What is Composting?


Composting is the controlled aerobic (oxygen-using) biological decomposition of moist organic (biologically derived carbon-containing) solid matter to produce a soil conditioner. Because it requires oxygen, it cannot be immersed in water (saturated).

The emphasis is on "controlled." This sets it apart from the uncontrolled decomposition that occurs in the natural environment: A leaf falls from a tree branch to the forest floor, and microbes transform it into a nutrient from that the tree can consume. The biochemical process is the same.

In a composting toilet, the objective is to transform potentially harmful residuals -- mostly human excrement -- into a stable, oxidized form.

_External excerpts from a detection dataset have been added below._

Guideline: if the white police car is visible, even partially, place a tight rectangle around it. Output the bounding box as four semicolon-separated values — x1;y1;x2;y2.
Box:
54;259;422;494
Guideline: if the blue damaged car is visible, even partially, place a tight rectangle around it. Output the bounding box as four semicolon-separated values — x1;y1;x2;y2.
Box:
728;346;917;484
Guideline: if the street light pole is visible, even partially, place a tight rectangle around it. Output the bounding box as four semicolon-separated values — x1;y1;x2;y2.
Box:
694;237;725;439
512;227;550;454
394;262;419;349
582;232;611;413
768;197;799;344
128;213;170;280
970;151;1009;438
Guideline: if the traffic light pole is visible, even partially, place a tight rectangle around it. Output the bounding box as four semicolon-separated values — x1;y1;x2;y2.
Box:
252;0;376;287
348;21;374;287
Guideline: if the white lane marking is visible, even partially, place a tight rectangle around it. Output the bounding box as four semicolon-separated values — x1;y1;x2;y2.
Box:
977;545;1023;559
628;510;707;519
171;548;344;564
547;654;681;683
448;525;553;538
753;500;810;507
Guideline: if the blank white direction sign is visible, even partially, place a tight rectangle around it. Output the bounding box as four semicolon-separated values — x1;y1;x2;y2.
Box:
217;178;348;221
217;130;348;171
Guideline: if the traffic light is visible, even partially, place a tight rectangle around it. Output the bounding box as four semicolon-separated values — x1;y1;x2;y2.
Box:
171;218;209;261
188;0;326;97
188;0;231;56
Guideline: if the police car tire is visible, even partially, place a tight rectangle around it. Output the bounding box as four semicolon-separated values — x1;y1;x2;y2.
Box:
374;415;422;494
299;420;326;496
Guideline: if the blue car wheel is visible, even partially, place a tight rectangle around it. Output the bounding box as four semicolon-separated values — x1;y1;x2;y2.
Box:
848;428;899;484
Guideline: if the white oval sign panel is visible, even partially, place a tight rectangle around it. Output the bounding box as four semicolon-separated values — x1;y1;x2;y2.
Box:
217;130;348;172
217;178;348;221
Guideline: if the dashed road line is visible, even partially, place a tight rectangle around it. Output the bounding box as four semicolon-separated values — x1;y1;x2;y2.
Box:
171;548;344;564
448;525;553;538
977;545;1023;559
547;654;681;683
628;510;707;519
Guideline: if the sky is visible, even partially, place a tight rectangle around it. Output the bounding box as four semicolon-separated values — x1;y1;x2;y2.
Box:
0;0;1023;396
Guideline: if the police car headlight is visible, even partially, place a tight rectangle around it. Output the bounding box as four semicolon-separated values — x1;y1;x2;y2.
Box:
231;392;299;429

The primary microorganisms responsible for composting are bacteria, actinomycetes and fungi. However, algae, mixomycetes (slime molds), viruses, lichens and mycoplasmas are other organisms present in the compost process. Soil animals, such as protozoa, amoeba, nematodes, earthworms and arthropods, also perform major roles by degrading surface litter, consuming bacteria and assisting in aeration.

What's So Good About Compost?

"It is ironic that composting, so lately embraced in many economies, is one of the oldest forms of recycling known to humankind. As societies become reacquainted with this practice, its value as a natural solution to problems, from overflowing landfills to anemic soils, will become apparent. Then, with the proper institutional and economic incentives, composting could become as commonplace as the recycling of cans, newspapers, or paper is today."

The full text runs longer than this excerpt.